Fig 2. HERV-K envelope protein induces expression of several transcription factors.

(A) Scheme of the experimental procedure. 293T cells were transfected with the indicated plasmids, in duplicate for each condition. 24 and 48 hours post transfection, cells were harvested for RNA extraction. Gene expression analysis was performed with the Agilent SurePrint G3 Human GE 8x60K Microarray. (B) Data from microarrays were processed and normalized as described in the material and methods in order to assess differentially expressed genes between control and HERV-K Env expressing samples. The genes listed here were from the 48 hour time point and selected by the following criteria: fold-change ≥2 and a false detection rate (FDR) <0.05. Expression levels of the top five genes were confirmed by qRT-PCR performed on the same samples.
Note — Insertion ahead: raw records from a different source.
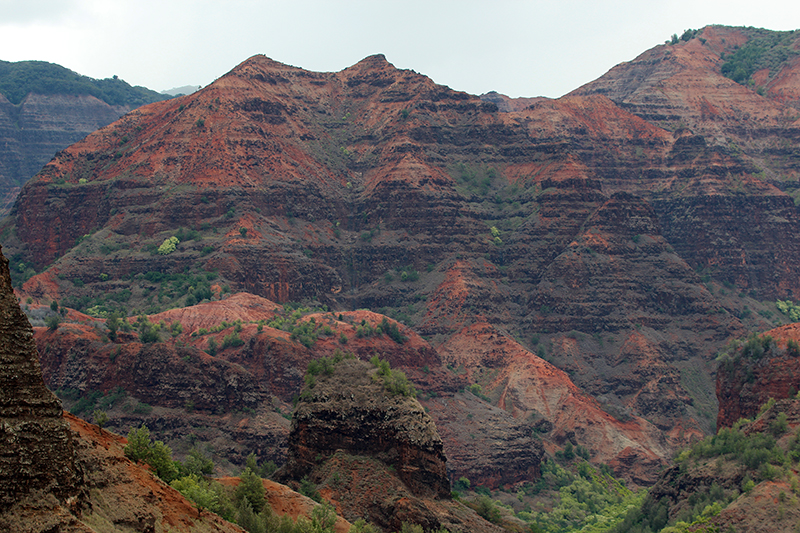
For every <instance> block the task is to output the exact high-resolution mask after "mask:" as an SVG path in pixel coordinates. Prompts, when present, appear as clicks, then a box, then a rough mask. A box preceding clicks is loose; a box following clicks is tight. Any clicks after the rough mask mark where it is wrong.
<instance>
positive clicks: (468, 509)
mask: <svg viewBox="0 0 800 533" xmlns="http://www.w3.org/2000/svg"><path fill="white" fill-rule="evenodd" d="M378 372H379V369H378V368H375V367H374V366H373V365H372V364H370V363H367V362H364V361H360V360H357V359H347V358H345V359H344V360H342V361H340V362H338V363H332V364H331V366H329V367H328V369H327V370H322V371H321V372H319V373H316V372H315V373H313V374H309V376H313V377H309V378H308V379H307V385H306V387H305V388H304V389H303V394H302V396H301V399H300V401H299V402H298V404H297V407H296V408H295V412H294V415H293V418H292V431H291V433H290V435H289V454H288V458H287V461H286V464H285V465H284V466H283V467H282V468H281V469H280V470H279V471H278V473H277V476H278V477H279V479H283V480H287V481H290V482H292V483H296V482H297V481H299V480H300V479H302V478H306V479H308V480H311V481H312V482H314V483H316V484H318V488H319V489H320V492H321V493H322V494H323V495H324V496H325V497H326V498H327V499H330V500H331V501H332V502H333V503H334V504H335V505H336V506H337V509H338V510H339V512H340V513H341V514H342V515H343V516H344V517H345V518H347V519H349V520H351V521H353V520H355V519H356V518H358V517H365V518H367V520H369V521H370V522H372V523H374V524H376V525H377V526H379V527H381V528H382V529H384V530H386V531H396V530H398V529H399V528H400V527H401V525H402V523H403V522H409V523H414V524H420V525H421V526H423V527H424V528H425V529H426V530H427V529H439V528H441V527H445V528H448V529H450V531H463V532H467V531H486V532H489V531H498V530H499V528H497V527H496V526H493V525H492V524H490V523H488V522H486V521H484V520H483V519H481V518H479V517H478V516H477V515H476V514H475V513H474V512H473V511H471V510H469V509H468V508H466V507H464V506H463V505H461V504H459V503H457V502H453V501H451V500H450V482H449V480H448V477H447V468H446V461H447V459H446V457H445V454H444V449H443V445H442V440H441V438H440V437H439V434H438V432H437V430H436V426H435V425H434V423H433V420H432V419H431V418H430V417H429V416H428V415H427V414H426V413H425V410H423V408H422V406H421V405H420V404H419V403H418V402H417V401H416V400H415V399H414V398H413V397H411V396H407V395H404V394H402V393H398V392H396V390H395V391H394V392H392V391H390V390H389V388H388V387H389V386H388V385H386V384H385V383H384V379H387V380H388V381H387V383H398V382H397V381H396V379H397V376H396V375H394V376H393V377H391V378H386V377H385V376H381V375H380V374H379V373H378ZM393 372H396V371H393Z"/></svg>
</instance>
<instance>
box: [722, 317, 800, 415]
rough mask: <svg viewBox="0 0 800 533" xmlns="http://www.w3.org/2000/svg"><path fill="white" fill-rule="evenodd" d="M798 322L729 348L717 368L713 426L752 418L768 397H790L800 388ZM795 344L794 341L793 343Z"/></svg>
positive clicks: (785, 397) (798, 389) (768, 399)
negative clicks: (716, 381)
mask: <svg viewBox="0 0 800 533" xmlns="http://www.w3.org/2000/svg"><path fill="white" fill-rule="evenodd" d="M790 342H795V343H796V342H800V324H789V325H787V326H782V327H779V328H775V329H772V330H770V331H767V332H766V333H763V334H761V335H760V336H759V337H757V338H755V339H754V340H752V341H750V340H748V341H746V342H745V343H744V345H743V346H742V345H739V346H737V347H735V348H732V349H731V350H730V353H729V354H728V356H726V357H725V358H724V359H723V360H722V361H721V362H720V365H719V369H718V371H717V398H718V400H719V414H718V415H717V428H718V429H719V428H724V427H731V426H733V424H735V423H736V421H738V420H739V419H740V418H753V417H754V416H755V415H757V414H758V412H759V410H760V408H761V406H762V405H764V404H765V403H767V402H768V401H769V399H770V398H774V399H776V400H782V399H785V398H792V397H794V396H795V395H796V394H797V392H798V391H799V390H800V352H798V351H797V350H796V349H793V348H792V346H789V344H788V343H790ZM794 346H796V345H794Z"/></svg>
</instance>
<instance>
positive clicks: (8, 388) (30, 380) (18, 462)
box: [0, 254, 78, 510]
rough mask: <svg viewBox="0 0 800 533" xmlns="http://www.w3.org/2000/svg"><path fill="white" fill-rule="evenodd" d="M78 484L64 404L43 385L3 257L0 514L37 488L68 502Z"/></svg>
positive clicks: (1, 367) (30, 343)
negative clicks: (62, 406)
mask: <svg viewBox="0 0 800 533" xmlns="http://www.w3.org/2000/svg"><path fill="white" fill-rule="evenodd" d="M77 482H78V473H77V472H76V469H75V463H74V450H73V443H72V437H71V435H70V433H69V427H68V425H67V423H66V421H65V420H64V419H63V418H62V410H61V402H60V401H59V399H58V398H56V396H55V395H54V394H53V393H52V392H50V390H48V389H47V387H45V385H44V381H43V380H42V371H41V367H40V366H39V354H38V353H37V351H36V343H35V342H34V340H33V331H32V329H31V325H30V323H29V322H28V319H27V318H26V317H25V314H24V313H23V312H22V310H21V309H20V307H19V304H18V303H17V298H16V296H15V295H14V292H13V290H12V288H11V278H10V276H9V273H8V260H7V259H6V258H5V257H4V256H2V255H1V254H0V510H3V509H5V508H7V507H8V506H10V505H12V504H13V503H15V502H16V501H18V500H19V499H20V498H22V497H23V496H24V495H26V494H28V493H30V492H32V491H36V490H42V491H46V492H50V493H52V494H54V495H55V496H56V497H58V498H59V499H61V500H62V501H63V500H66V499H67V498H68V497H71V496H74V495H75V493H76V492H77Z"/></svg>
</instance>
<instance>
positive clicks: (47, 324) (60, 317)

The results after normalisation with RPLO gene are indicated in the right column. (C) qRT-PCR was performed on total RNA extracted from Ampho Env (control) or HERV-K Env-Rec expressing cells at 48 hours post-transfection. The amount of mRNA transcripts for the indicated transcription factors (EGR1: Early Growth Response 1; ETV4 and ETV5: Ets variant 4/5) were normalised to the RPLO gene and expressed relative to non-transfected 293T cells. Error bars represent the standard deviation of five independent experiments. Significant differences in gene expression were assessed using a one-tailed t test performed relative to the Ampho Env condition.